True confession: for the only time in my sports writing career, I asked for an autograph from someone I was covering. Ali was signing for people after the press conference, so I stuck my reporter’s notebook into the mix and he obliged. It’s not like I was on the Ali beat and I figured I’d never seen him again. I did, though, when he attended a Pacers game during the 1999-2000 season and walked into the locker room afterward.
Do I regret breaking this cardinal rule for journalists? I haven’t decided.
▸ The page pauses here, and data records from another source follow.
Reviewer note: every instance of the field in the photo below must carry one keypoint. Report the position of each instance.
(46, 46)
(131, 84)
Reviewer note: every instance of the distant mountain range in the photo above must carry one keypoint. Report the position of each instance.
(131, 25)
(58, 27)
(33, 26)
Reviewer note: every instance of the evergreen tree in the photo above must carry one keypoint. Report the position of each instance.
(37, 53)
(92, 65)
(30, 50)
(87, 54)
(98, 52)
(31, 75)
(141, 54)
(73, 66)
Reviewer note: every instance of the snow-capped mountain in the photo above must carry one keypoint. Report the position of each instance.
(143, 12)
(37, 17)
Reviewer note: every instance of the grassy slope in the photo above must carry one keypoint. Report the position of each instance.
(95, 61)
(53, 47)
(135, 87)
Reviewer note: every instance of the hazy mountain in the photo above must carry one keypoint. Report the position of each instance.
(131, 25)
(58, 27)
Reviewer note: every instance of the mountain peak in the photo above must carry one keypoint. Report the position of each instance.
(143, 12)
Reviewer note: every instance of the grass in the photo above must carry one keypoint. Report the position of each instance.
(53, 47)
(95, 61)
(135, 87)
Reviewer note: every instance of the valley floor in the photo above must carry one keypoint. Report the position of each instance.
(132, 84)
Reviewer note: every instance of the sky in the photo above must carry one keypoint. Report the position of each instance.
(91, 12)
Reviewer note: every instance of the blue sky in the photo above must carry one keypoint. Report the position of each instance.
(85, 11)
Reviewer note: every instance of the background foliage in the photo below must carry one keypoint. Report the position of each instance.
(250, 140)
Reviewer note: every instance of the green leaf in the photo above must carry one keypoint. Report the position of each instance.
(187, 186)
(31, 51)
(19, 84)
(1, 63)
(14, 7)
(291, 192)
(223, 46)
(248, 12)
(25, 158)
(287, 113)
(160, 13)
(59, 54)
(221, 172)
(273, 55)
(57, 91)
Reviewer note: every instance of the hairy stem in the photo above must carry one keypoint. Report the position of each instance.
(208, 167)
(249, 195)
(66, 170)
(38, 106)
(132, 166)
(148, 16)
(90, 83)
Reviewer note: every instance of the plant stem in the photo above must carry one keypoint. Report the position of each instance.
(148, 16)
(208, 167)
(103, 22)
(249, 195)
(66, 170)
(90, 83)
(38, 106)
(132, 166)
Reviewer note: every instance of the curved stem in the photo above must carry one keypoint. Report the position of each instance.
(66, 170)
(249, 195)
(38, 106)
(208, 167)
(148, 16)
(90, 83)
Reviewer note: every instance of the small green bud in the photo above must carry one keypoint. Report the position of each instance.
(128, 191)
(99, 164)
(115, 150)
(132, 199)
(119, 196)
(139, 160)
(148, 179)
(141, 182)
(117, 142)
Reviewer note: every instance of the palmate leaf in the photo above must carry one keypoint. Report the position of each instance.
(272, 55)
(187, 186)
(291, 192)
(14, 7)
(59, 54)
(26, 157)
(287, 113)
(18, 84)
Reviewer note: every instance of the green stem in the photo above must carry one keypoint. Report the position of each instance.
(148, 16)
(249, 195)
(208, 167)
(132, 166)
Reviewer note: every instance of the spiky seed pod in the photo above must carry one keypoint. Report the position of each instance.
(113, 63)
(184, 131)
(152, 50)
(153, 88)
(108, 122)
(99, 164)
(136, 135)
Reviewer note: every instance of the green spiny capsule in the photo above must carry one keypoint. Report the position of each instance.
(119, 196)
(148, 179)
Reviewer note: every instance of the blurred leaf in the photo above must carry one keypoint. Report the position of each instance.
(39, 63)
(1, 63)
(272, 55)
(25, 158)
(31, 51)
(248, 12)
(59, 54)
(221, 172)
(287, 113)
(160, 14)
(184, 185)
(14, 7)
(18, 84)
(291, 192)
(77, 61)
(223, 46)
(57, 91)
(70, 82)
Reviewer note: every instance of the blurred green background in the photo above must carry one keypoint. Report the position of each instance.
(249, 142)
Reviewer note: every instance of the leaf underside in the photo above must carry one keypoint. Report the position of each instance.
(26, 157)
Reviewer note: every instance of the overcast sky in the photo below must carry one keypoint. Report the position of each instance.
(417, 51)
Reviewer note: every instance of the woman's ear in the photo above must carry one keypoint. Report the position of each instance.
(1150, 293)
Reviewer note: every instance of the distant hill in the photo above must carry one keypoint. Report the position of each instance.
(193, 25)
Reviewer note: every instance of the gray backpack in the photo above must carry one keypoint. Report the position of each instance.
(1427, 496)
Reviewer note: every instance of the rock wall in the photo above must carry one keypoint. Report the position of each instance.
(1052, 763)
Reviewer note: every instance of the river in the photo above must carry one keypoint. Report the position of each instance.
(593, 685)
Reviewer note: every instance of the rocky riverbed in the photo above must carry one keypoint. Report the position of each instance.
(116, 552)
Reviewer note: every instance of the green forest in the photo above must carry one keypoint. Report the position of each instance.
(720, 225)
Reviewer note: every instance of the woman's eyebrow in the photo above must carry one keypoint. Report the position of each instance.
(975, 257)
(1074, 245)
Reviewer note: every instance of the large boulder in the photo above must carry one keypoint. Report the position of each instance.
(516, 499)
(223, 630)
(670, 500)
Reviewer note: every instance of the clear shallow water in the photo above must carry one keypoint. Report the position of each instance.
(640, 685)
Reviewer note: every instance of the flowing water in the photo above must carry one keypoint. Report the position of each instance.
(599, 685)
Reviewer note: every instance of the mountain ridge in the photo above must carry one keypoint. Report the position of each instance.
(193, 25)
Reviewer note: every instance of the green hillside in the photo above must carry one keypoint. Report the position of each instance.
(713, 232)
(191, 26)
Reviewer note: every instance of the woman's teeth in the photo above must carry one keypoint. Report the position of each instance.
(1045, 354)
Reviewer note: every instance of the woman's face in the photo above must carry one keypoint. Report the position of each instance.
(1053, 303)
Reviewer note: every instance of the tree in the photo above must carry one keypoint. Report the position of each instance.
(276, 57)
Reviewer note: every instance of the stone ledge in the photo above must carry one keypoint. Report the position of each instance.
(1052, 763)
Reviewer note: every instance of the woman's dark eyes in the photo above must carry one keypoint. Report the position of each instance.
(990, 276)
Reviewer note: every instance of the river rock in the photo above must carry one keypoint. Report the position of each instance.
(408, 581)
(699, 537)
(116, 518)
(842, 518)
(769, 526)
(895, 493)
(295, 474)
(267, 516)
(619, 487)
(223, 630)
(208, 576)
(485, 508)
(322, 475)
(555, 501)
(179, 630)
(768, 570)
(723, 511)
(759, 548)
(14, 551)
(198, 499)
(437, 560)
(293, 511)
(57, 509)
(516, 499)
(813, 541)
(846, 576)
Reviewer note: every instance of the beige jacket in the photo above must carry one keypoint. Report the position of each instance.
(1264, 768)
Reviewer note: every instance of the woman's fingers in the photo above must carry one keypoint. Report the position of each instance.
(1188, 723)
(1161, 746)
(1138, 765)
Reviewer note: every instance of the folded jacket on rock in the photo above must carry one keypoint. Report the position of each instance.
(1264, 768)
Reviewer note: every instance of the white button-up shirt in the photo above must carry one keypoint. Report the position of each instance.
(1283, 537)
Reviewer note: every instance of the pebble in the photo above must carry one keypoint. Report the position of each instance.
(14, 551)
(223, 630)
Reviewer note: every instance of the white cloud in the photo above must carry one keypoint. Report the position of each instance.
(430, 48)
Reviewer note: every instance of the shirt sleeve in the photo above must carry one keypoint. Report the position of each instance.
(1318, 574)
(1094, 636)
But the opportunity to attend the press conference was worth every penny out of my pocket.
© 1981 The Journal-Gazette, Ft Wayne IN. Reprinted with permission.
NASSAU, Bahamas — Finally acknowledging the landslide-like erosion of his onetime magnificent skills, Muhammad Ali laid his legend to rest Saturday morning.
He did it not with sadness or misgiving, but in the way a man rids himself of a burden; a burden that can only be felt by a man of 39 years and 48 weeks who has been swapping punches with people for more than two-thirds of his life.
“I’ve been doing this since I was 12,” Ali said during the final morning-after press conference of his life, in a room on the third floor of a Bahamian hotel. “It’s a joy and a relief to know that it’s over.”
It had ended 11 hours earlier, a mundane climax to a chaotic week of buildups and letdowns, in the primitive atmosphere of a local baseball field. In losing a 10-round unanimous decision to Trevor Berbick, Ali had backed himself into the final corner, providing inescapable evidence that his was a legend alive in memory only.
Saturday morning, dressed in a black pin-striped suit, he shamelessly admitted that was so. But he also showed why all the reigning champions of his profession, no matter how hard they try to imitate him, will forever be in his shadow.